Videos by American Songwriter
Charles Bradley
Black Velvet
(Dunham/Daptone)
Rating: 4.5 out of 5 stars
The magnificent contemporary soul singer Charles Bradley was arguably hitting his peak when he was sadly felled by cancer on Sept. 23, 2017. Despite his age (69 when he passed), Bradley had only recorded professionally since being discovered in 2011. His three albums for the Daptone label showed not just how authoritative and emotional a singer he was, but his ability to co-write solid material and tackle unusual covers, everything from “God Bless America” to Black Sabbath’s “Changes,” rearranging them as gutsy, gospel-fired R&B torchers with a creativity and imagination that made them sound like, well, Charles Bradley songs.
While his death put an end to new material, Bradley’s veteran producer and co-writer Tommy “TNT” Brenneck opened the vaults and found nine more finished recordings, some included on hard to find singles, all left off his hat trick of releases. He added an instrumental, this disc’s title track, for what is being called the fourth and final Charles Bradley album. It’s easily as impressive as those that came out when he was alive.
The result is naturally a bit of a mish-mash, but all of the material is terrific and the sequencing makes this seem like a finished product. The searing acoustic “Victim of Love” was already featured as the title track of Bradley’s 2013 album, but this version is an electric take that’s easily as riveting. The opening “Can’t Fight the Feeling” is an Otis Redding-styled Memphis organic rocker with horns and one of Bradley’s finest tracks. The production is stripped down for “I Hope You Find (The Good Life)” with a drum machine providing the rhythm on what seems like a stream-of-consciousness recording that finds Bradley quoting both “Go Away Little Girl” and “The Way We Were” in an odd but fascinating mash-up.

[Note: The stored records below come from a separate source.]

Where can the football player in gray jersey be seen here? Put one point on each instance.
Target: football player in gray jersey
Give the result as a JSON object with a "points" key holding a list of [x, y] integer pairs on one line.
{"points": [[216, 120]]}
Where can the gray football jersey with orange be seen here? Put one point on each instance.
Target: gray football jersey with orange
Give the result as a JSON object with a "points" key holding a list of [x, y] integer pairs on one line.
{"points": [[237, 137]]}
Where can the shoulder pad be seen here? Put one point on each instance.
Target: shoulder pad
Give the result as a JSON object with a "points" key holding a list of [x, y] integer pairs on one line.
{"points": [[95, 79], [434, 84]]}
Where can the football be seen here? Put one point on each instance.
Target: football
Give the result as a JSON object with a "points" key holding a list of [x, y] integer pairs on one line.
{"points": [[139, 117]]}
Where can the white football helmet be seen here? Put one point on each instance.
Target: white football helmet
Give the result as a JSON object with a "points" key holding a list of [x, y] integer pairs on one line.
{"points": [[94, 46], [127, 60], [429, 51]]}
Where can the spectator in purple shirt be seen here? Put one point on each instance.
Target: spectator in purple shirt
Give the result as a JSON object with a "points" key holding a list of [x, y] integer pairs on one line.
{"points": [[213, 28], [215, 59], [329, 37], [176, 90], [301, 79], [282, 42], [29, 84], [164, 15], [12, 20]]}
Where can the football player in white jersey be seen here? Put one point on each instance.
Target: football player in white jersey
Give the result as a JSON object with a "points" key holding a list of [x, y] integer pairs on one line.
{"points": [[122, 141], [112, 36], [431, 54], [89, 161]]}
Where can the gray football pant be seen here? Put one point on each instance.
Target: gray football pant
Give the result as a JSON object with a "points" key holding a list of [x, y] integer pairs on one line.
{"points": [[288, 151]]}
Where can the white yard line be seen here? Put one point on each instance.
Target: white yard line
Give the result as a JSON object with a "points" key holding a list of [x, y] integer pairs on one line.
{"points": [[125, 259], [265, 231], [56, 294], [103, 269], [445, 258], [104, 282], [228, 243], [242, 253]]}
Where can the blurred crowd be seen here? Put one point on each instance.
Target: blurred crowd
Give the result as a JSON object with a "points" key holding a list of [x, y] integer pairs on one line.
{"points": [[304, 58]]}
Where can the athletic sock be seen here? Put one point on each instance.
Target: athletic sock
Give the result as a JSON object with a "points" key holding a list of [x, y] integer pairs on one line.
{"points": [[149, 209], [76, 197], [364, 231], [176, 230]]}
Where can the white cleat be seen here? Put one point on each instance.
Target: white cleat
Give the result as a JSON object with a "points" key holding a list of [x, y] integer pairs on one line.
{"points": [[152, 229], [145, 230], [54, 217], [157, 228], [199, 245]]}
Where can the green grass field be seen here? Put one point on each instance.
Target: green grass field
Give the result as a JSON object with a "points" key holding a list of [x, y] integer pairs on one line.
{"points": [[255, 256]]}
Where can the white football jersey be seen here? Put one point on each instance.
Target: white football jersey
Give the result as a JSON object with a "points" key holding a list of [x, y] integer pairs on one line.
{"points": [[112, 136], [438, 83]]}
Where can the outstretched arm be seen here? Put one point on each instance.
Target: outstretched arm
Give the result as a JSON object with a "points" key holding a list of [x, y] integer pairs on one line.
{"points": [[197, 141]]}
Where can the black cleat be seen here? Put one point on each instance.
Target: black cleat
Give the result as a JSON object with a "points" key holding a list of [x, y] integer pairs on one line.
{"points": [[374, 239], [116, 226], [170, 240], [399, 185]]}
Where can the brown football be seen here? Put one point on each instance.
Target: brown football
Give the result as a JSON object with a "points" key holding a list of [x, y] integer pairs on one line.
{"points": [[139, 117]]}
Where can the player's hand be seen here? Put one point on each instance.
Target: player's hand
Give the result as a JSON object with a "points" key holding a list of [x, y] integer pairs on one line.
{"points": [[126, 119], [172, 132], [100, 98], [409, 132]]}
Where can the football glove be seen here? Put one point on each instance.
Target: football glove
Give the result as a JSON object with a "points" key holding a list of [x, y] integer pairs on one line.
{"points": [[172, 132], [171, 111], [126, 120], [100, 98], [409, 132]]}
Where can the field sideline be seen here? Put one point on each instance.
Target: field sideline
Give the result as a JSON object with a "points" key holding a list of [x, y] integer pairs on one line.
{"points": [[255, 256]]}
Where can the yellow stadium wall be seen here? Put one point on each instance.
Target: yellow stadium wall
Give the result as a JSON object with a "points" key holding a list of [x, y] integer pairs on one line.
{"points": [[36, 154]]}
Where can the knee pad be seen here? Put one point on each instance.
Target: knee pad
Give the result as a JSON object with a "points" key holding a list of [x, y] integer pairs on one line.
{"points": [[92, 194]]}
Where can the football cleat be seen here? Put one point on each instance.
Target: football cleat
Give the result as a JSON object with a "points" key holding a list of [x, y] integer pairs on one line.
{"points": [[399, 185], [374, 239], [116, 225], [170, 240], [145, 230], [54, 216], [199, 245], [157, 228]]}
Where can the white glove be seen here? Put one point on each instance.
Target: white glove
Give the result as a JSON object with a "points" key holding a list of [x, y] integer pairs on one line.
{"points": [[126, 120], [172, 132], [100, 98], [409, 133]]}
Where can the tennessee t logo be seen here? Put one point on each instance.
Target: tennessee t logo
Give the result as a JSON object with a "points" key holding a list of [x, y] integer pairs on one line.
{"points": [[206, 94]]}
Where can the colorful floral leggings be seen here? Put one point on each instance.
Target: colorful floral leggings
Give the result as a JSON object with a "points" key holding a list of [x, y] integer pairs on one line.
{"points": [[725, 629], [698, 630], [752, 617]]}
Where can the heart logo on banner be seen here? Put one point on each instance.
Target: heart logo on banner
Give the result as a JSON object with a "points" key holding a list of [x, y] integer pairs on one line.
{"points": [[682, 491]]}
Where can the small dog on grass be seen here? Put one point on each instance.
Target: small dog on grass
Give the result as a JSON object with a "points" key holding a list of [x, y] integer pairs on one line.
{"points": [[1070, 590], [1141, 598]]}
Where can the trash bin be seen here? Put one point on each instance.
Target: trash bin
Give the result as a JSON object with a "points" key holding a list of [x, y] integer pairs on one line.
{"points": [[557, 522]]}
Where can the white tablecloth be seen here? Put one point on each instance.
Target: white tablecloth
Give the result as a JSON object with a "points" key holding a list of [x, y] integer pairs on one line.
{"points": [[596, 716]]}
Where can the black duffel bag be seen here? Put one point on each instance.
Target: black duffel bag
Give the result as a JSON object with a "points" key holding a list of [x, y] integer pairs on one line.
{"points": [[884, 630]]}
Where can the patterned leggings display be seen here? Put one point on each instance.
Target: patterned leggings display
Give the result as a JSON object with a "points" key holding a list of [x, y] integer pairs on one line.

Covers of Nirvana’s “Stay Away” and Neil Young’s “Heart of Gold” display two more examples of Bradley transforming songs never intended to be soul tunes by unearthing the underlying R&B in them. Bradley’s searing, testifying vocal on “I Feel a Change,” only left off the Victim of Love collection because there were already enough ballads, is as spellbinding as anything he recorded.
The Menahan Street Band that backed Bradley in the studio is in vibrant form throughout, especially powerful on their showcase “Black Velvet,” a slow instrumental sizzler that divides this collection in half. You get a glimpse of Bradley’s appreciation of his better-late-than-never success as he pours every ounce of ache into each passionate performance. He never phoned it in, not in the studio nor especially live where his sweat-soaked shows are the stuff of legend.
This closes the book on Bradley’s brief career, and does it with the class, honesty, integrity and intensity he brought to everything he touched.